Título: SP tem seu 1.º vestibular com cota
Autor: Claudia Ferraz
Fonte: O Estado de São Paulo, 16/12/2004, Vida &, p. A16

A primeira prova de uma instituição pública de Ensino Superior do Estado de São Paulo com sistema de cotas para alunos negros, pardos e indígenas que estudaram em escolas públicas foi realizada ontem em 12 cidades paulistas. A Universidade Federal de São Paulo (Unifesp), antiga Escola Paulista de Medicina, foi a primeiro instituição pública de São Paulo a implementar o sistema e teve 1.026 candidatos cotistas para 27 vagas em 5 cursos. Eles também concorrem às 273 vagas gerais. Os exames vão durar três dias. Ontem, foram realizadas provas de conhecimento gerais de seis disciplinas: matemática, biologia, geografia, física, história e química. Hoje, será a vez de língua portuguesa, inglês e redação. Amanhã, haverá provas de conhecimento específico: biologia, química e matemática.
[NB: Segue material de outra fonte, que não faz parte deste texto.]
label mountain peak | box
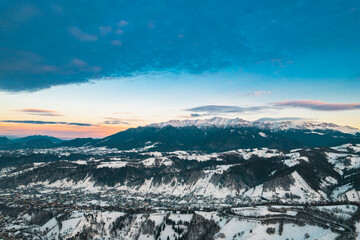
[12,135,64,144]
[253,119,359,134]
[148,117,252,129]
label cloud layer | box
[0,1,359,91]
[273,100,360,111]
[1,120,93,126]
[103,117,129,125]
[187,100,360,116]
[186,105,267,114]
[16,108,62,116]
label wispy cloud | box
[1,120,93,126]
[190,113,211,117]
[103,117,129,125]
[16,108,62,117]
[186,100,360,117]
[110,40,122,46]
[69,27,98,42]
[241,90,271,97]
[71,58,87,68]
[99,26,112,36]
[177,115,192,118]
[186,105,268,114]
[273,100,360,111]
[118,20,129,27]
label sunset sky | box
[1,0,360,139]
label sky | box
[0,0,360,139]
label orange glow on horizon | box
[0,123,130,139]
[0,117,359,140]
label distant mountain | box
[0,135,64,150]
[57,137,96,147]
[94,117,360,152]
[12,135,64,144]
[0,139,56,150]
[0,136,12,146]
[1,118,359,151]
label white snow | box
[97,161,127,168]
[258,132,267,137]
[326,152,360,173]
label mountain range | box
[1,118,360,239]
[0,135,64,150]
[1,117,359,151]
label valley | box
[1,118,360,239]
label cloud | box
[11,4,39,24]
[178,113,216,118]
[69,26,98,42]
[191,113,206,117]
[118,20,129,27]
[186,100,360,117]
[103,117,129,125]
[103,120,128,125]
[99,26,112,36]
[0,3,39,29]
[1,120,93,126]
[16,109,62,117]
[241,90,271,96]
[148,20,155,29]
[110,40,122,46]
[115,29,124,34]
[252,91,271,96]
[177,115,192,118]
[273,100,360,111]
[71,58,87,67]
[186,105,268,114]
[0,1,359,92]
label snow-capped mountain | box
[148,117,252,129]
[149,117,360,135]
[254,118,360,135]
[93,117,360,152]
[1,118,359,151]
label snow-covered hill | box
[2,144,360,239]
[3,205,359,239]
[2,144,360,204]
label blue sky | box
[0,0,360,138]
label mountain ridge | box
[148,117,360,134]
[93,117,360,152]
[1,118,359,151]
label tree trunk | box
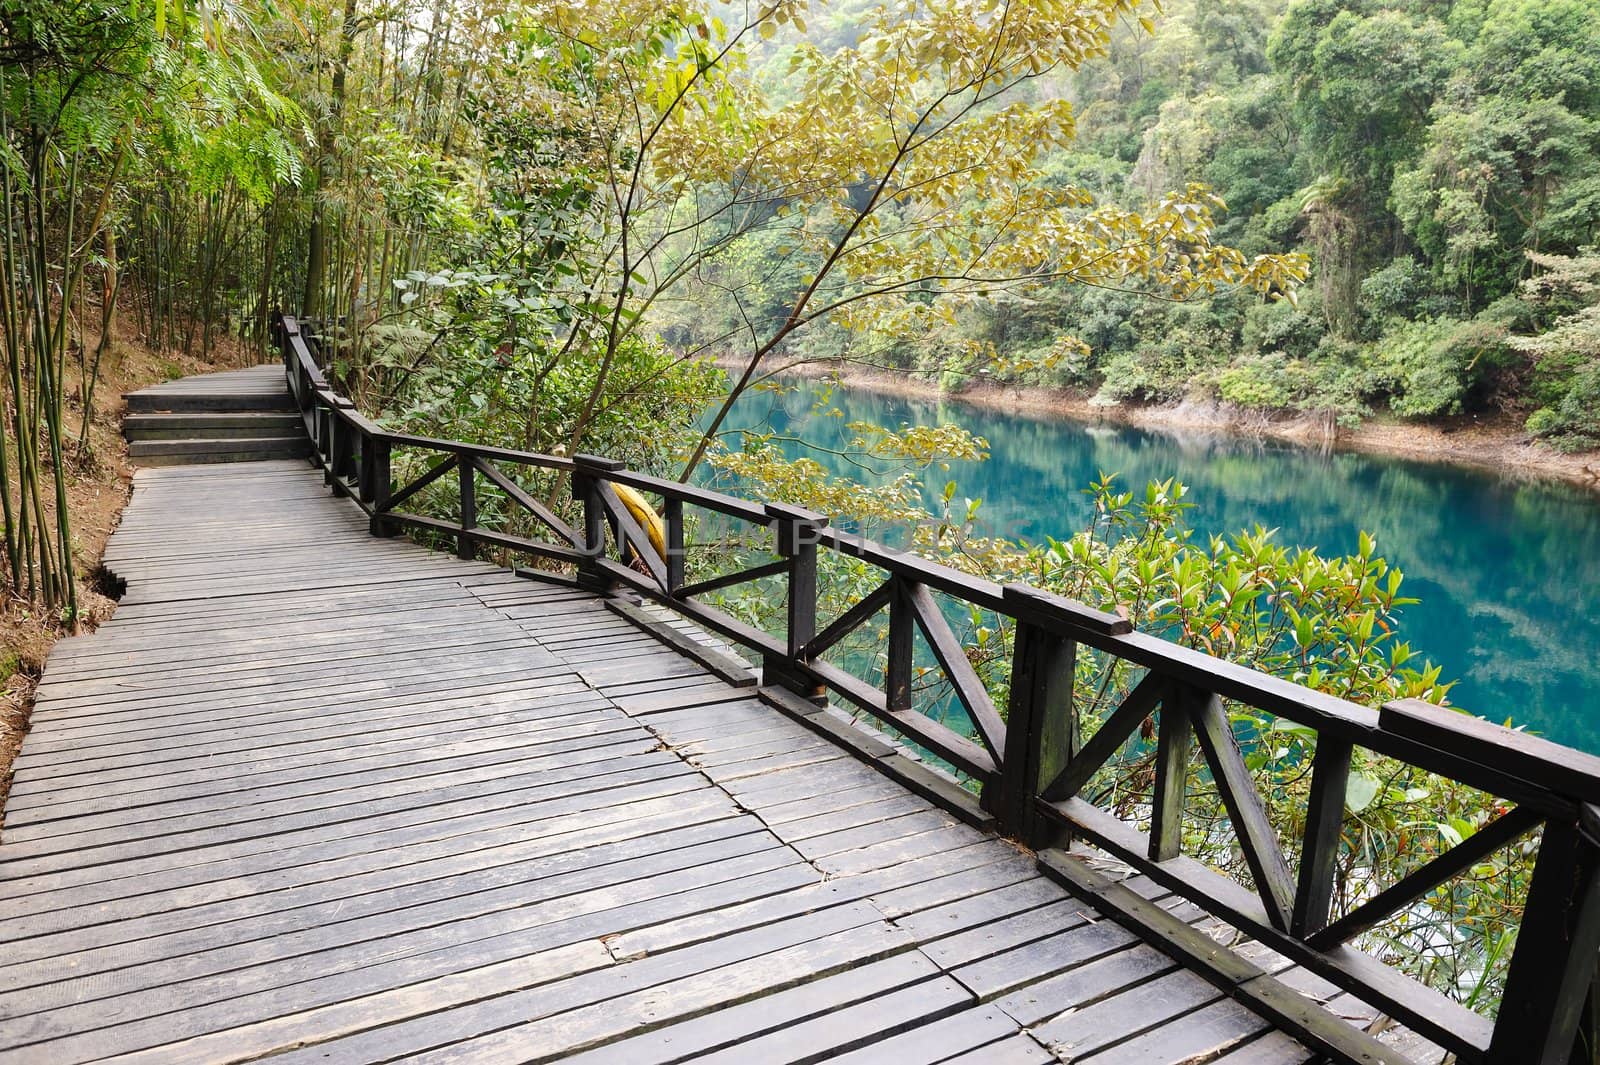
[304,0,360,317]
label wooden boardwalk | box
[0,456,1353,1064]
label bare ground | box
[0,318,260,823]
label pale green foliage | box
[1514,248,1600,449]
[1214,353,1302,409]
[1370,318,1474,418]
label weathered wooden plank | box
[6,702,622,830]
[939,1033,1056,1064]
[12,663,589,772]
[756,779,919,826]
[0,761,703,936]
[823,1004,1022,1065]
[1,863,825,1064]
[916,896,1094,971]
[185,904,896,1065]
[9,683,609,799]
[0,745,685,903]
[949,915,1141,999]
[990,942,1176,1026]
[2,728,656,865]
[1031,967,1226,1058]
[556,953,944,1065]
[668,977,973,1065]
[790,809,969,863]
[0,818,765,1007]
[605,848,1041,963]
[1209,1031,1319,1065]
[1075,996,1272,1064]
[0,790,737,974]
[770,792,930,842]
[0,852,817,1059]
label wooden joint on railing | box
[1000,582,1133,638]
[764,502,828,556]
[761,502,826,697]
[571,454,623,592]
[1291,735,1353,938]
[1149,686,1192,862]
[998,617,1077,846]
[457,458,477,561]
[664,497,685,593]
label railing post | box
[886,576,913,714]
[1292,735,1353,937]
[1491,805,1600,1064]
[358,430,374,504]
[457,455,477,561]
[327,401,356,491]
[315,406,331,474]
[368,436,394,538]
[1149,681,1191,861]
[665,497,685,594]
[278,314,297,379]
[334,399,358,484]
[572,454,624,593]
[997,586,1078,846]
[762,502,827,701]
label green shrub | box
[1359,256,1428,323]
[1242,297,1326,360]
[1527,362,1600,451]
[1369,317,1471,417]
[1215,353,1300,408]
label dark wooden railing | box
[277,313,1600,1065]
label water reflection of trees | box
[721,380,1600,748]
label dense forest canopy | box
[664,0,1600,451]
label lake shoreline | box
[750,359,1600,496]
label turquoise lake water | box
[716,379,1600,753]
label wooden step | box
[125,391,298,413]
[126,436,313,465]
[123,413,305,441]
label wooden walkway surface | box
[0,453,1350,1062]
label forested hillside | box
[666,0,1600,449]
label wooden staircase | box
[123,365,310,465]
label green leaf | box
[1345,772,1381,814]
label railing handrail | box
[271,311,1600,1065]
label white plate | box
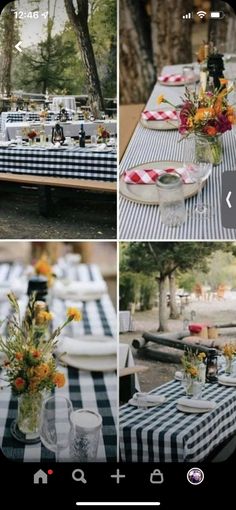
[218,378,236,387]
[157,74,199,86]
[176,403,214,414]
[59,353,116,372]
[120,160,201,205]
[128,398,164,407]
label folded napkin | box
[158,73,185,83]
[56,335,116,357]
[123,165,199,185]
[133,392,166,404]
[177,397,216,410]
[218,375,236,384]
[142,110,178,121]
[52,280,107,301]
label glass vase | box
[17,392,43,438]
[195,133,223,165]
[224,357,233,375]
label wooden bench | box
[0,172,116,216]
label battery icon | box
[210,11,225,18]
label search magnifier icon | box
[72,469,87,484]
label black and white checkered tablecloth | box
[119,63,236,240]
[119,378,236,462]
[0,146,117,182]
[0,262,117,462]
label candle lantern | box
[51,123,65,145]
[206,348,218,383]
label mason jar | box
[156,173,186,227]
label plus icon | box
[110,469,126,484]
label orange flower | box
[35,256,52,277]
[219,78,228,86]
[189,366,198,378]
[14,377,26,391]
[34,363,50,378]
[15,352,23,361]
[53,372,65,388]
[205,126,217,136]
[67,307,82,322]
[226,106,236,124]
[32,350,41,358]
[37,310,54,324]
[194,107,213,121]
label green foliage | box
[139,274,156,311]
[119,272,137,310]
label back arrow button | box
[226,191,232,208]
[15,41,23,53]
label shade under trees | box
[121,242,236,331]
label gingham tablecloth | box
[119,378,236,462]
[5,120,117,141]
[0,146,117,182]
[119,63,236,239]
[0,262,117,462]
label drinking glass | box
[40,396,73,461]
[91,134,97,145]
[183,136,212,215]
[69,409,102,462]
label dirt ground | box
[120,295,236,392]
[0,187,116,239]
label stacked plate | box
[218,375,236,386]
[176,397,216,414]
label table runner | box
[0,146,117,182]
[119,63,236,239]
[0,262,117,462]
[119,378,236,462]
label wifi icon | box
[197,10,207,18]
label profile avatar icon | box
[187,468,204,485]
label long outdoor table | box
[119,377,236,462]
[0,145,117,182]
[4,120,117,141]
[119,62,236,240]
[0,261,117,462]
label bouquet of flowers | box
[97,125,110,143]
[181,349,206,395]
[0,292,81,437]
[221,342,236,375]
[158,82,235,164]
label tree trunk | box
[209,0,236,53]
[0,3,15,96]
[64,0,104,111]
[120,0,156,104]
[168,273,180,319]
[158,275,168,332]
[150,0,193,73]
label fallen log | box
[142,331,212,354]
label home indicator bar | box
[76,504,161,507]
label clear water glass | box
[40,396,73,461]
[69,409,102,462]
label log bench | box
[0,172,116,216]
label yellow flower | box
[197,352,206,362]
[157,94,165,105]
[37,311,54,324]
[67,307,82,322]
[35,255,52,277]
[188,366,198,378]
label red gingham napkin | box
[142,110,178,121]
[158,74,185,83]
[123,165,199,184]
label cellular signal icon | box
[197,10,207,18]
[182,12,193,19]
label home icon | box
[33,469,48,484]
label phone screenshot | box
[0,0,117,240]
[119,0,236,241]
[0,240,118,507]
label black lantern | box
[51,123,65,145]
[207,53,225,90]
[206,348,218,383]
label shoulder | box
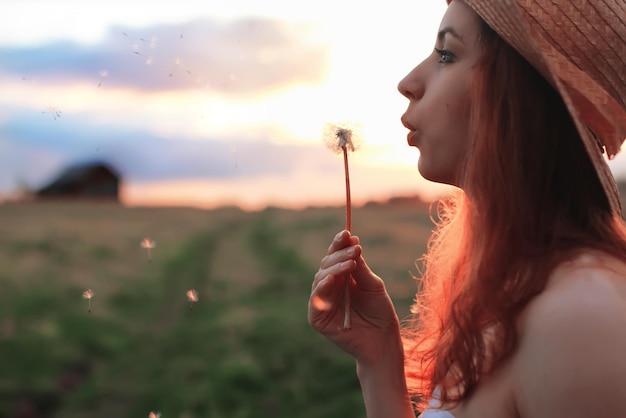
[528,251,626,321]
[512,251,626,418]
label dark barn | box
[36,162,121,201]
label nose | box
[397,66,424,101]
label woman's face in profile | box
[398,0,483,187]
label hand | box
[308,230,403,366]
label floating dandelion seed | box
[42,105,62,120]
[132,51,152,65]
[82,289,94,314]
[323,122,362,331]
[98,69,108,87]
[186,289,199,309]
[148,412,161,418]
[140,238,156,261]
[311,295,332,311]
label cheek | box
[441,97,471,164]
[445,91,471,117]
[442,72,473,117]
[444,94,471,136]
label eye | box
[434,48,455,64]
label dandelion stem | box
[342,145,352,332]
[343,147,352,233]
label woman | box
[308,1,626,417]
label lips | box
[406,130,420,147]
[401,114,419,146]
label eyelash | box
[434,48,455,64]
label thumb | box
[351,252,385,292]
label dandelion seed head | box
[148,412,161,418]
[82,289,94,300]
[336,128,354,151]
[186,289,199,303]
[323,122,362,154]
[311,295,332,311]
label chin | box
[418,163,450,185]
[418,159,461,187]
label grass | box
[0,200,434,418]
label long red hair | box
[402,18,626,411]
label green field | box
[0,200,434,418]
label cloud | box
[0,17,329,95]
[1,111,338,192]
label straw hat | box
[448,0,626,215]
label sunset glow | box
[6,1,622,210]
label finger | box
[308,274,339,326]
[327,230,359,254]
[311,274,335,303]
[313,258,356,290]
[319,244,361,270]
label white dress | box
[420,411,456,418]
[420,387,456,418]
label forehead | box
[439,0,482,45]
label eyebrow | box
[437,26,465,44]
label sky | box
[2,1,625,211]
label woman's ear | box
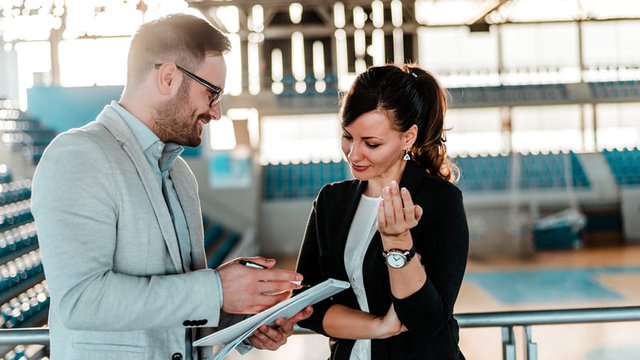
[403,124,419,148]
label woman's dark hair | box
[339,64,458,182]
[127,14,231,85]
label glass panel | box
[512,105,583,153]
[446,108,502,156]
[260,113,341,164]
[418,26,500,87]
[596,103,640,150]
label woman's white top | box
[344,194,381,360]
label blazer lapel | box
[96,107,184,273]
[333,181,367,278]
[170,160,207,270]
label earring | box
[403,149,411,161]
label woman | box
[295,64,469,359]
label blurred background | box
[0,0,639,359]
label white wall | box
[259,199,313,255]
[187,157,259,233]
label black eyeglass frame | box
[154,63,222,107]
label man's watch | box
[382,247,416,269]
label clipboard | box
[194,278,350,347]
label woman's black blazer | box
[296,160,469,360]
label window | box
[260,113,342,164]
[446,108,502,155]
[596,103,640,149]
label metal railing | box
[1,306,640,359]
[455,306,640,360]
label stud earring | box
[403,149,411,161]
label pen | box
[239,260,310,287]
[239,259,267,269]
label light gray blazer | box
[31,106,224,360]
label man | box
[31,14,311,360]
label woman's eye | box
[342,135,353,141]
[365,143,380,148]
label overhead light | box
[291,31,306,82]
[353,6,366,29]
[391,0,403,27]
[333,2,345,28]
[289,3,303,24]
[372,0,384,28]
[251,5,264,32]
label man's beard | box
[155,82,206,147]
Segundo a Fundação Vunesp, que organiza as provas, os resultados serão divulgados no dia 3 de fevereiro.

Ao todo, o vestibular teve 13.835 candidatos inscritos. O índice de abstenção foi de 7%. Em São Paulo, dos 8.228 candidatos, 625 não compareceram. A cidade que teve menos ausência foi Sorocaba, com 4,1% - de 419 candidatos, apenas 14 faltaram.

As vagas para os cotistas em medicina são 11. Em enfermagem são 8. E fonoaudiologia, tecnologia oftálmica e ciências biomédicas têm 3 vagas cada uma.

Os vestibulandos ficaram felizes com a possibilidade de ingressar, de maneira facilitada, numa das maiores instituições de ensino superior do País.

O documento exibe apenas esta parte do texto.